True followers of Jesus cling to Jesus by faith and will find safe passage into the fulness of the Kingdom at His coming. 

In case you’re wondering, this is probably not the first passage I’d share with someone who doesn’t already know Jesus. My conviction is that people seldom do what we tell them to do, and scaring people only produces short-term change. Rather, I want people to see my deep concern for them and (even more!) my love for Jesus—as well as my excited anticipation of His coming.

That’s been the attitude of followers of Jesus since the days of the early church. Glance through the related passage of 1 Thessalonians 5.2-11 and you’ll see that those who trust Jesus 1) aren’t destined for wrath, but have safe passage (5.9), 2) should “encourage one another” with expectation of Jesus’ return, and 3) should look for Jesus (:3), like a woman in labor expects to meet a person at the end of her ordeal.

At Jesus’ coming, wrongs will be made right, injustices will be wiped away, and we’ll be with Jesus.

Now, how does that make you feel?

Here’s a few questions to discuss with others:

  1. This is a difficult passage, for lots of reasons. What about this is new to you? What is unclear?
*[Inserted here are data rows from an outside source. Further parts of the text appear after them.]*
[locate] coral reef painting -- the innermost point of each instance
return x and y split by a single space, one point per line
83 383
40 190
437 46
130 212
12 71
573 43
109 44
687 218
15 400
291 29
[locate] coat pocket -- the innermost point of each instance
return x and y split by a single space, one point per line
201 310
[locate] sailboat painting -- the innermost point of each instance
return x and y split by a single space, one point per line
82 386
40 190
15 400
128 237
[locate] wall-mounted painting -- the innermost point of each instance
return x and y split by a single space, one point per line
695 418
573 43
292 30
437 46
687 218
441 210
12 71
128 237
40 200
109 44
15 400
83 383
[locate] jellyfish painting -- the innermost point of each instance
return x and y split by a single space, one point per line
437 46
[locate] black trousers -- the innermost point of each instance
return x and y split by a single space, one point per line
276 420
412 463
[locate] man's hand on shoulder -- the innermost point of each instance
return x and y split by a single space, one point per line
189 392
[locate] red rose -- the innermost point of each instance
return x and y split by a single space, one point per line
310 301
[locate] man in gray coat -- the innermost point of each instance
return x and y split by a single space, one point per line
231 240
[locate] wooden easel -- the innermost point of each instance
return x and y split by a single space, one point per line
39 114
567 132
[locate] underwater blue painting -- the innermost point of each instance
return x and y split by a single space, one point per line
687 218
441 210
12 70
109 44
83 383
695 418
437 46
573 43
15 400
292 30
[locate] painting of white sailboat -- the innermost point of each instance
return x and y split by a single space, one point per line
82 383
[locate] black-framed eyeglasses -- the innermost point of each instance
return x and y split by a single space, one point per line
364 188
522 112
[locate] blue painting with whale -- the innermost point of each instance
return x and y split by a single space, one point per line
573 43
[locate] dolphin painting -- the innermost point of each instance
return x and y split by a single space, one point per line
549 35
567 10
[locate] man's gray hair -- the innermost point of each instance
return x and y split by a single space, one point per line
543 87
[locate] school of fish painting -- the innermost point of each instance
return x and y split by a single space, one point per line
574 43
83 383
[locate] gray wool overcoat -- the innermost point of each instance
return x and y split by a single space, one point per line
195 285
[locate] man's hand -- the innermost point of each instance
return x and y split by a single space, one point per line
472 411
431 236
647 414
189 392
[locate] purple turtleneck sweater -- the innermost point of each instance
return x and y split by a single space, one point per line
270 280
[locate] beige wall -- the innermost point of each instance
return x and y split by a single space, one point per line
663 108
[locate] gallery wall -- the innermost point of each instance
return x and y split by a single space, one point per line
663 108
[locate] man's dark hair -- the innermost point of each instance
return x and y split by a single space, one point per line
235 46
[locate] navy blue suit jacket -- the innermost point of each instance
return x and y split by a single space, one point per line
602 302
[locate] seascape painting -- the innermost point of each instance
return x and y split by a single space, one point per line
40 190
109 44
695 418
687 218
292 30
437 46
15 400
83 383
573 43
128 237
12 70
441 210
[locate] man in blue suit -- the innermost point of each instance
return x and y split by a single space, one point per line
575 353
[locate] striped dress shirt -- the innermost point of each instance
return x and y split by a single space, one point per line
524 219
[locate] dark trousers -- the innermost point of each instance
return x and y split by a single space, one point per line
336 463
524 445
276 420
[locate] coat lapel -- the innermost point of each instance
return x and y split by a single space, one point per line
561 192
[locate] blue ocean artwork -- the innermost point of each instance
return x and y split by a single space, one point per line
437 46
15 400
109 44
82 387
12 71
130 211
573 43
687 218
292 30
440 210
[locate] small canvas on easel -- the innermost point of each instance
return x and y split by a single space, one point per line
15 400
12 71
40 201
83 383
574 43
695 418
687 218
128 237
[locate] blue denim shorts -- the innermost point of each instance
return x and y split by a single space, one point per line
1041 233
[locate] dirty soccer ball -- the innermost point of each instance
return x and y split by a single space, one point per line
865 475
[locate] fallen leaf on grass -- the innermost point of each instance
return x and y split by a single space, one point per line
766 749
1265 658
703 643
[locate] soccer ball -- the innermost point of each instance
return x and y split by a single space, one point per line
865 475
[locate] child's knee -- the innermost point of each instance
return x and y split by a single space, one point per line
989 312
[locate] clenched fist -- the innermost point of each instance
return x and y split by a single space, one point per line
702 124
How does reading about God’s judgment make you feel?
  2. How is God’s just, righteous character revealed in this passage?
  3. How does knowing that Jesus will right all wrongs help you when you read or watch scary news from our troubled world?
  4. What should you do to prepare for Jesus?
  5. What wonderful, grand and beautiful aspects of the NOT YET coming of God’s Kingdom are you looking forward to?
  6. How should you, together with others, increasingly pray for our world?